I ended up behind a glassed-in area, while M and D waited with one of our guides, on the other side. The amount of paperwork was ridiculous, and neither I nor the high-ranking questura fellow understood how to fill them out. (It goes without saying that it would be insanely challenging for the average non-Italian-speaking immigrant to fill out the same forms.) The woman who took charge of our papers, and eventually filled them all out for me, was not happy with any of the documents I had from the Italian or U.S. Fulbright Commission. (For instance, she wanted proof that I had more money than just the grant money; when I offered to show her my bank accounts online, or proof that I owned a house in the U.S., she pooh-poohed the idea. Then, 15 minutes later, she rather randomly asked me if I had a credit card, and that was that.) All the while, I watched outside as men, women, and children from all parts of the globe appeared to be nervously waiting their turn. I overheard one Romanian man being told he had five days to leave Italy and he couldn’t return for five years! These folks were all waiting while I was being taken care of by at least three different officials.

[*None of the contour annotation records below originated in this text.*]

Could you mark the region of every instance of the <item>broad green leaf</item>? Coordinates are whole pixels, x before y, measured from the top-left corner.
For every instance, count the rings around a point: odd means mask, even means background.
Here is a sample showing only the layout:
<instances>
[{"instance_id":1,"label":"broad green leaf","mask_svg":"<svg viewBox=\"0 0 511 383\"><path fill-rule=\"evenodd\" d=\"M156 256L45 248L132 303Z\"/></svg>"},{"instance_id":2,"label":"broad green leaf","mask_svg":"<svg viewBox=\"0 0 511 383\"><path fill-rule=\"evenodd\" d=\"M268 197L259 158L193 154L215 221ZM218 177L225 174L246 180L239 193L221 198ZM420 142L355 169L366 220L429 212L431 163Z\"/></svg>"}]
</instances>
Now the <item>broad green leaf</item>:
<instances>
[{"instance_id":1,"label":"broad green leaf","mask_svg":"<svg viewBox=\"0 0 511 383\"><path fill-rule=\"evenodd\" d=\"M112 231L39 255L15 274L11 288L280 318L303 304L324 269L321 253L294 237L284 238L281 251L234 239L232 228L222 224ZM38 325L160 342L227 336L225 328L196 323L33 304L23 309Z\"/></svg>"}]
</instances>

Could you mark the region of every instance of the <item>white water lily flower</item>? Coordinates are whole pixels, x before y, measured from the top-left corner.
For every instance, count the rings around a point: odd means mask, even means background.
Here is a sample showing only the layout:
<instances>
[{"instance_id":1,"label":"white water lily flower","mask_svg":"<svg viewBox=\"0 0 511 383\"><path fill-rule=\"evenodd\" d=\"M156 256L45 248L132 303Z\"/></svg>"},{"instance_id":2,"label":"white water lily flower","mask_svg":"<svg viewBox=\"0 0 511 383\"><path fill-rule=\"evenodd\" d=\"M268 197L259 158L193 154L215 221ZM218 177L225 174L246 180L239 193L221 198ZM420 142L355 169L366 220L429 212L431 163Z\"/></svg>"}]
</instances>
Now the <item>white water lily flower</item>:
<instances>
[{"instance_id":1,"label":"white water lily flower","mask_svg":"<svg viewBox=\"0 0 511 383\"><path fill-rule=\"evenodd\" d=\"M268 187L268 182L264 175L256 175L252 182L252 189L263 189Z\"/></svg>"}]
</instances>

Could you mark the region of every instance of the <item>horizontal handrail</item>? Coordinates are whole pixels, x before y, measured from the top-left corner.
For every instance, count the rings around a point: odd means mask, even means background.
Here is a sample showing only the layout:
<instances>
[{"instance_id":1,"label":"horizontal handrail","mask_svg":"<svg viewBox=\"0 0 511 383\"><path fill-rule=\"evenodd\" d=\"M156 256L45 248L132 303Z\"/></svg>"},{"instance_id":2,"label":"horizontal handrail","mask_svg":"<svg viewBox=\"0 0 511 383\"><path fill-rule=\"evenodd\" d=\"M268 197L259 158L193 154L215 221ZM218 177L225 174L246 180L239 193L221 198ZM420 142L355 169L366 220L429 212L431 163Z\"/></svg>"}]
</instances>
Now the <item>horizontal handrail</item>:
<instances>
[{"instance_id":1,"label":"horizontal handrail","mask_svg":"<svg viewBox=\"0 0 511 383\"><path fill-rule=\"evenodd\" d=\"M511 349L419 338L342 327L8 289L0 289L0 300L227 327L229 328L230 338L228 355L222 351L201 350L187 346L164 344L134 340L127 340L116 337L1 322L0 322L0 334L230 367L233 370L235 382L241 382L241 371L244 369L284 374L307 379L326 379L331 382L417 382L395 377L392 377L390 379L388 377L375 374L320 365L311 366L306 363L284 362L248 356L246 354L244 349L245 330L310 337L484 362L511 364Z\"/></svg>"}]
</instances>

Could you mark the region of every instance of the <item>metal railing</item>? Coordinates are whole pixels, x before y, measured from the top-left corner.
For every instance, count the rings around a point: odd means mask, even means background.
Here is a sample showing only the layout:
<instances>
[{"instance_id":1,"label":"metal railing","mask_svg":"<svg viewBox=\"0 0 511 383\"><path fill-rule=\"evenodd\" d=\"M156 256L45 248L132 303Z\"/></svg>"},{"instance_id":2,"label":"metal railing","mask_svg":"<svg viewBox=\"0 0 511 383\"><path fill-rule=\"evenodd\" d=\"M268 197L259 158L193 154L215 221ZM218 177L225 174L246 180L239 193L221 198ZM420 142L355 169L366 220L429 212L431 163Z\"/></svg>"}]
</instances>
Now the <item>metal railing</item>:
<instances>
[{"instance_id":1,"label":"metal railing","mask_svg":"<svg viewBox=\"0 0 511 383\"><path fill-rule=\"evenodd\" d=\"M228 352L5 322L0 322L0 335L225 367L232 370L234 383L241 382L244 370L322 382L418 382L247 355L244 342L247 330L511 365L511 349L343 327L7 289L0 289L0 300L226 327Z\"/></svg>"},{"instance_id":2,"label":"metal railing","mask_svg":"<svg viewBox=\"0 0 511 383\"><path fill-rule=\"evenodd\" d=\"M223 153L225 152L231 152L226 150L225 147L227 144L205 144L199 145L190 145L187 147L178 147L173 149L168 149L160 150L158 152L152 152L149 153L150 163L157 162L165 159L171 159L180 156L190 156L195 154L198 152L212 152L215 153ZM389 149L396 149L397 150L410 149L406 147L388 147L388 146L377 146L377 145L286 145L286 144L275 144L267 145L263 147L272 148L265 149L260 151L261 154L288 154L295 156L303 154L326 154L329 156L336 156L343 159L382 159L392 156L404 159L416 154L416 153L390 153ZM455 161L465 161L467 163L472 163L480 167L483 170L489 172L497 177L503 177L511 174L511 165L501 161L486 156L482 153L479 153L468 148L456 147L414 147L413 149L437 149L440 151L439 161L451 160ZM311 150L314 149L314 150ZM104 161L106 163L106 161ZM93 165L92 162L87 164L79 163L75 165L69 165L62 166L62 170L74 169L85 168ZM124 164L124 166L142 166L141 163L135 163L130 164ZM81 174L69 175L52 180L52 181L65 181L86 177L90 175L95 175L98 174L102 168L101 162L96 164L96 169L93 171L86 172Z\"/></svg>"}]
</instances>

Later we were led to yet another office, where we cut in line again, in order to get our hands and fingers “fingerprinted.” In fact, normally we would have been called back in 2-4 days to be finger/hand printed. (That the fingerprinting method was hilariously outdated and that they had only paper to clean our hands also goes without saying.) So, here I was, in and out of the questura in under two hours, due to my U.S. passport, my Fulbright grant, and probably most of all—the people I knew who had gone out of their way to help me through the system faster. All the while, the people perhaps most inconvenienced (the people I cut in front of) were some of the people that make up my whole reason for being here (the immigrants themselves). Ironic? Yes, I suppose. Did I feel guilty? Sure. Did I do anything about it? Nope.

1 Comments:

Anonymous Anonymous said...

I wonder how many, if any, immigrants fail in this process? You should go back for a day and try to interview some of the applicants. How many days will they wait to succeed?

Italian governmental barriers to immigration may be relevant to your project just like American barriers were relevant for Italian immigrants at the turn-of-the-century.